This notebook is available at https://github.com/SterlingYM/PIPS/tree/master/docs/tutorial.ipynb
Tutorial
PIPS contains various tools for time-series analysis in astronomy, with primary focus on detecting the period of variability. PIPS is objectively programmed, so that the analysis can be performed in a straightforward way.
In this introductory tutorial, you will learn the quickest methods to do the following operations:
Installing PIPS
Initializing photometric data object —
PIPS.photdata
Generating periodogram —
photdata.periodogram()
: basic & advancedDetecting main period —
photdata.get_period()
: basic & advancedQuick visualization —
photdata.get_bestfit_curve()
: basicMulti-period analysis —
photdata.amplitude_spectrum()
: basic
Importing PIPS
PIPS is currently distributed on PyPI and GitHub under the name of astroPIPS
. However, the package name itself is still under PIPS
, and hence the import statements becomes as shown below:
[1]:
import PIPS
from PIPS.resources.sample_RRL import samples
import matplotlib.pyplot as plt
import numpy as np
import warnings
warnings.filterwarnings(action='ignore')
[2]:
PIPS.about()
--------------------------
- Welcome to PIPS! -
--------------------------
Version: 0.3.0-beta.1
Authors: Y. Murakami, A. Savel, J. Sunseri, A. Hoffman, Ivan Altunin, Nachiket Girish
--------------------------
Download the latest version from: https://pypi.org/project/astroPIPS
Report issues to: https://github.com/SterlingYM/astroPIPS
Read the documentations at: https://PIPS.readthedocs.io
--------------------------
Before you start – sneak peek at PIPS in 5 lines
Photometry data to phase-folded light curve – This is what you can do with PIPS in 5 lines of code!
[13]:
# data prep & initialization
data = samples[0]
star = PIPS.photdata(data)
# generate periodogram
star.periodogram(p_max=1.0).plot()
# automatic period detection
star.get_period(N0=20)
# plot phase-folded data, best-fit curve, and time of maxima
star.plot_lc(plot_bestfit=True,plot_epoch=True)

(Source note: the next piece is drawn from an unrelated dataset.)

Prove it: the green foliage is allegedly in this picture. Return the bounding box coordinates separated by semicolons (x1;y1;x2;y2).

PIPS is designed so that it can be as simple as this for basic analyses, but at the same time PIPS provides a powerful platform for more high-level analysis for professional astronomers. In the tutorial below, we go over the basic steps to perform some of the most frequent operations and analyses.
Data preparation
PIPS takes in an array of 3xN data (samples are available on github) – time, magnitude (flux), and error on magnitude contained in a single python list or numpy array. For convenience, photometry data file from LOSSPhotPipeline can be directly imported using a helper function data_readin_LPP
.
[14]:
data = samples[0]
x,y,yerr = data
print('data shape:\t',np.array(data).shape)

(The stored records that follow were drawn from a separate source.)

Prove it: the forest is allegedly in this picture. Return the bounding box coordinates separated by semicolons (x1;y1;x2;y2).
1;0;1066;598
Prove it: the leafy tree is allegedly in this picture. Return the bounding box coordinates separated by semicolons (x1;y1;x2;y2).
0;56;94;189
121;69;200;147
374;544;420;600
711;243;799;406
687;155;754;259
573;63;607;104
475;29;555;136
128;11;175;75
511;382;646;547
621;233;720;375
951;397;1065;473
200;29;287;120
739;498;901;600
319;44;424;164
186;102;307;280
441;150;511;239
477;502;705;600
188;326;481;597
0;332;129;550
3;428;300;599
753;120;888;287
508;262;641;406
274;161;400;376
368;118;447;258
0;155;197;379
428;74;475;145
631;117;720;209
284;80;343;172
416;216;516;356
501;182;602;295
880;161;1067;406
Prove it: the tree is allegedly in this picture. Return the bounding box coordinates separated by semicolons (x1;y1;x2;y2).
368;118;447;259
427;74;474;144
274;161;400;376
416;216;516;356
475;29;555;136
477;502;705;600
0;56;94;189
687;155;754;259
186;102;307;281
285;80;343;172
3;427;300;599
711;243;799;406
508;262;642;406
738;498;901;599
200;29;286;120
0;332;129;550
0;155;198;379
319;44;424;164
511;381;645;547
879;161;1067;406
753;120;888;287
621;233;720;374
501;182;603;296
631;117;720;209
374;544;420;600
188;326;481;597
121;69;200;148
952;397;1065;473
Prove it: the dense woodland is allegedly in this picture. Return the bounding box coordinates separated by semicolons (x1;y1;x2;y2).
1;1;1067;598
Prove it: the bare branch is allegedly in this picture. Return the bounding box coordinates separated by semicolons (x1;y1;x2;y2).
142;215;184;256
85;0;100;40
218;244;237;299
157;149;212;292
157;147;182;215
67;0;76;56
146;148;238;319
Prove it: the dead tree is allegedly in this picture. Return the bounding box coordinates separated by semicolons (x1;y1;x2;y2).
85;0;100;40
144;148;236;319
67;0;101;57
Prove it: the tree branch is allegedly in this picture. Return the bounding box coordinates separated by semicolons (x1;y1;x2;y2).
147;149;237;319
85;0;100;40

print('x shape:\t',x.shape)
print('y shape:\t',y.shape)
print('y-error shape:\t',yerr.shape)
data shape: (3, 103)
x shape: (103,)
y shape: (103,)
y-error shape: (103,)
Create photdata
object
Most of the functions in astroPIPS
is implemented as methods in photdata
object. Once the photdata
object is initialized, various operations, such as period detection and data manipulation, can be done directly to the object.
[15]:
star = PIPS.photdata(data)
This object initially contains raw data, and as the user performs analyses using various functions, more information, such as cleaned data, period, or amplitude, will be stored.
The list of variables in the object can be printed with the following code:
[16]:
print('Initially defined variables: ')
# for att in dir(star): print('- ',att) )

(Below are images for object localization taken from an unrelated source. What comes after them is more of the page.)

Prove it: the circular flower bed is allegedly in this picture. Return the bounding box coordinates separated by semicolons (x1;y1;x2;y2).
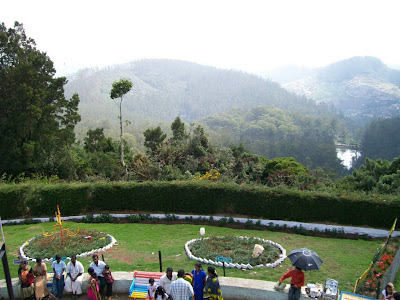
20;229;117;262
185;236;286;270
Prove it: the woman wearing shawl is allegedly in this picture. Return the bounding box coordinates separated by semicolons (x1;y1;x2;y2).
33;257;48;300
87;267;101;300
18;260;35;299
203;267;223;300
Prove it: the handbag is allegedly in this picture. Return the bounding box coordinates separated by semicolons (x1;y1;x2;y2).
27;273;35;285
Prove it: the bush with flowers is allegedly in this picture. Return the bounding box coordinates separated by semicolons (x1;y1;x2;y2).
186;235;285;268
193;169;221;181
358;249;396;296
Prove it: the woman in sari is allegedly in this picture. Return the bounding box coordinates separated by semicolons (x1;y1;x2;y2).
18;260;35;299
33;257;48;300
87;267;101;300
203;266;223;300
191;263;207;300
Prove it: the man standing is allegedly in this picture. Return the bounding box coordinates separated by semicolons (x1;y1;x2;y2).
50;255;66;300
159;267;177;296
279;267;305;300
89;254;106;295
65;255;84;299
169;269;194;300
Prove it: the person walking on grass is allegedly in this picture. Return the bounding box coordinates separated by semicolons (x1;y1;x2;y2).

[print('- '+att) for att in dir(star) if not callable(getattr(star, att)) and not att.startswith('__')];
print('\nAvailable functions: ')
[print('- '+att+'()') for att in dir(star) if callable(getattr(star, att)) and not att.startswith('__')];
Initially defined variables:
- amplitude
- amplitude_err
- band
- data
- epoch
- epoch_offset
- label
- meanmag
- multiprocessing
- period
- period_err
- shape
- x
- y
- yerr
Available functions:
- _get_period()
- _get_period_likelihood()
- amplitude_spectrum()
- check_model()
- classify()
- copy()
- cut()
- get_SDE()
- get_SR()
- get_bestfit_amplitude()
- get_bestfit_curve()
- get_chi2()
- get_epoch_offset()
- get_meanmag()
- get_period()
- get_period_multi()
- open_widget()
- periodogram()
- plot_lc()
- prepare_data()
- reset_cuts()
- summary()
It is always a good idea to keep track of the name and photometric band of the object. For instance, the name of data file can be used as a label:
[17]:
star.label = '000.dat'
star.band = 'V'
Generating periodogram
periodogram()
function provides the most basic yet most valuable information on variability analysis. This is an extended application of Fourier transform in the period space (1/frequency). This function requires arguments p_min
and p_max
, which limits the range of periodogram (hence period search). The unit has to be the same (often days in astronomy) as the x-axis in the input data.
basic method
Most simply, users can call star.periodogram(p_min,p_max).plot()
to generate periodogram.
A few things to note: - This function shouldn’t take more than a few seconds to run. If no result is returned, it may be because your platform does not support multiprocessing
operation, in which case we recommend adding another argument multiprocessing=False
to periodogram()
function call. - If no p_min
or p_max
is given, periodogram is generated between 0.1 and 4 (days if your data is in days).
[22]:
# periodogram: searching the period between 0.1-day and 1-day
star.periodogram(p_min=0.1,p_max=1.0).plot(show_peak=True)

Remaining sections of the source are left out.